2002 Annual

Thursday, 17 January 2002: 8:45 AM
Measurement of trace gases and PM2.5 mass and composition near the ground and at 254 m agl during TexAQS2000
Karsten Baumann, Georgia Tech, Atlanta, GA; and F. Ift, J. Z. Zhao, M. Bergin, and A. G. Russell
Poster PDF (696.3 kB)
Continuous (1 min) measurements of various meteorological parameters, trace gases (NO, NOx, NOy, CO, SO2, and O3), and discrete, 6 to 24 h integrated filter-based measurements of PM2.5 mass and composition, including aerosol gases (NH3, HONO, HNO3, HCl, SO2, and light organic acids), were made at LaPorte municipal airport, near the Houston ship channel, during TexAQS2000. Similar filter-based PM2.5 measurements supplemented by semi-continuous (30 min) O3 and TEOM mass measurements were made on the 62nd floor of the Williams Tower, 254 m agl, and ~12 km west of downtown Houston.
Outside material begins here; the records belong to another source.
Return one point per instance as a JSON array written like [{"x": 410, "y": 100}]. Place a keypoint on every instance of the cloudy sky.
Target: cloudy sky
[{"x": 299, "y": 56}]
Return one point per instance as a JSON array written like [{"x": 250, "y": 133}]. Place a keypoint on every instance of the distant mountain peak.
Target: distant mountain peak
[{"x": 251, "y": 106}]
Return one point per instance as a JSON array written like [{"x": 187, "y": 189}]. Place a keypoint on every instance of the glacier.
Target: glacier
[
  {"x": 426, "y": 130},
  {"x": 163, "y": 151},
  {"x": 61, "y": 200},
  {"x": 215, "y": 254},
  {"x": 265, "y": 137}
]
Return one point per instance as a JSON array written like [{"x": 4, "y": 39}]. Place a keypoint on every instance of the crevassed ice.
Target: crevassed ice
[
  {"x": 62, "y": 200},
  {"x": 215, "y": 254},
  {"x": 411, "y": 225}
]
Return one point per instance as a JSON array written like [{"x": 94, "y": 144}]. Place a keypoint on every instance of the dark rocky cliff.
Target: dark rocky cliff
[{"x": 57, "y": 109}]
At both sites, the TEOM mass concentrations were systematically low relative to the gravimetric filter mass by 5 and 11 %, respectively, which is attributed to the active humidity control employed with both TEOM. LaPorte was influenced predominantly by a strong land-sea breeze circulation with veering wind directions, causing periodic short-term impacts of plumes from nearby sources with significantly reduced (titrated) nighttime ozone levels. A signature of this circulation could even be detected in the discrete PM2.5 measurements showing occasional elevated sodium levels. The combination of this air flow pattern and the relative vicinity of various emission sources led to vertically confined ozone plumes, which caused the highest ozone readings of the study at LaPorte on August 30 and 31, with maximum hourly averages of 219 and 196 ppbv, respectively, while the elevated site at Williams Tower, only saw ~50% lower ozone maxima. With exception of this episode, the PM2.5 mass and sulfate concentrations generally follow the trends in daily ozone maxima, which points to very rapid ozone production in these plumes as suggested by other investigators. The occasional deviation from this agreement between [PM2.5] and [O3]max also indicates that ozone is formed much faster than PM2.5 under these specific conditions, which stands in contrast to the conditions typically leading to O3 and PM2.5 pollution in the southeastern U.S., where regional stagnation leads to simultaneous buildup of these pollutants as in a ‘rising tide’. A charge balance based on the sulfate-nitrate-ammonium system indicates slightly acidic conditions with 16 ±17 ne m-3 at LaPorte and 25 ±47 ne m-3 at Williams Tower, and [NH3] measured during the first half of the study only, averaged 3.2 ±1.5 ppbv at LaPorte, and 2.9 ±1.9 ppbv at Williams Tower.